The judge-shopping will continue for the foreseeable future

We’re gonna have to make them stop.

The chief judge of the northern district of Texas, home to infamous Trump judge Matthew Kacsmaryk, has informed Senate Majority Leader Chuck Schumer (D-NY) that the district will not change its case assigning practices, in repudiation of a new anti-judge shopping policy.

“The district judges of the Northern District of Texas met on March 27, 2024, and discussed case assignment,” Chief Judge David Godbey wrote to Schumer in a letter dated March 29. “The consensus was not to make any change to our case assignment process at this time.”

It’s a brazen rejection of a recent policy change at the Judicial Conference, the policy-making body for the federal courts. Last month, the Conference announced that all cases seeking nationwide relief against a federal or state government action should go through a randomization process — necessary to stop right-wing litigants from planting anti-Biden administration cases with judges like Kacsmaryk, who gets virtually all of the cases filed in his division. His habitual granting of nationwide injunctions means that his rulings are not only nearly always a win for those litigants, but that they also block federal government action for the entire country.

Schumer wrote to the northern Texas chief soon after the Judicial Conference announced its policy change, posing a list of questions, including when the district would adopt the new policy.

In a Monday statement, the Senate majority leader called it “unfortunate” that Godbey wouldn’t end the “odious practice.”

“The Senate will consider legislative options that put an end to this misguided practice,” he added, though such efforts have lost steam before, and would almost certainly die in the Republican House.

See here for the background.
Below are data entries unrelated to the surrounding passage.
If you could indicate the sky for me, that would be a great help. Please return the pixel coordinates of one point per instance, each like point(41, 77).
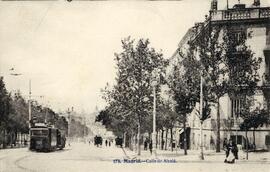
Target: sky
point(67, 49)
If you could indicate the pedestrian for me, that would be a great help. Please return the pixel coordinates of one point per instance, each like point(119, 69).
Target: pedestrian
point(145, 145)
point(151, 147)
point(162, 144)
point(231, 152)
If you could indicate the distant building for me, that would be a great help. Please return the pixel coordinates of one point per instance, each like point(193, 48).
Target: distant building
point(253, 23)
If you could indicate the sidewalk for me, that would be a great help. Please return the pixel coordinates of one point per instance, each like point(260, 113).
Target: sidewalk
point(193, 156)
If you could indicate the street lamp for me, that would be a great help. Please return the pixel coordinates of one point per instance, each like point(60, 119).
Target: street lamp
point(155, 80)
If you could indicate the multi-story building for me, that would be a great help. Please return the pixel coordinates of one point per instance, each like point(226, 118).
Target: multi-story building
point(253, 23)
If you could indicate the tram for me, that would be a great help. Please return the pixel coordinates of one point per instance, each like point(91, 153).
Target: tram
point(46, 138)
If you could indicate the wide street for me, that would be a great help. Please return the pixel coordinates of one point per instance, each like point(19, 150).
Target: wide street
point(84, 157)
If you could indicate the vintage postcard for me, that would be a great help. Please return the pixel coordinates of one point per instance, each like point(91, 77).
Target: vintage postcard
point(136, 85)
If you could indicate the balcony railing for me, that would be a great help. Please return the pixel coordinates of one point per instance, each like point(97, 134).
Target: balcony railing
point(240, 14)
point(266, 80)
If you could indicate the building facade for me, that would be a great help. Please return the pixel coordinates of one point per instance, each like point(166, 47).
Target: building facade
point(252, 23)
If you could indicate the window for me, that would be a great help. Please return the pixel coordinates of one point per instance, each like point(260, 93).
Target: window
point(267, 140)
point(236, 106)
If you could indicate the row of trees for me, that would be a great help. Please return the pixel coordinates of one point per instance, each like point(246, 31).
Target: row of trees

There was concern at the time that there could be issues with enforcing this new process, and you can see why with this response. The question now is what can be done about it. The obvious-to-me answer is to codify this (and some other reforms about national injunctions and other matters) into the law, and include a provision that says any judge who violates these procedures is subject to sanctions up to and including removal from the bench. This can’t be left up to the impeachment process because there’s no way on God’s green earth that there will ever be a two-thirds majority to impeach a federal judge for acting like a blatant partisan. Also, too, appoint more judges that do respect the law and the fact that we live in a society. Needless to say, both of those remedies will require another Democratic triumvirate, one that does not rest on the likes of Manchin and Sinema. That ain’t gonna be easy, but it’s what we need to do. KERA has more.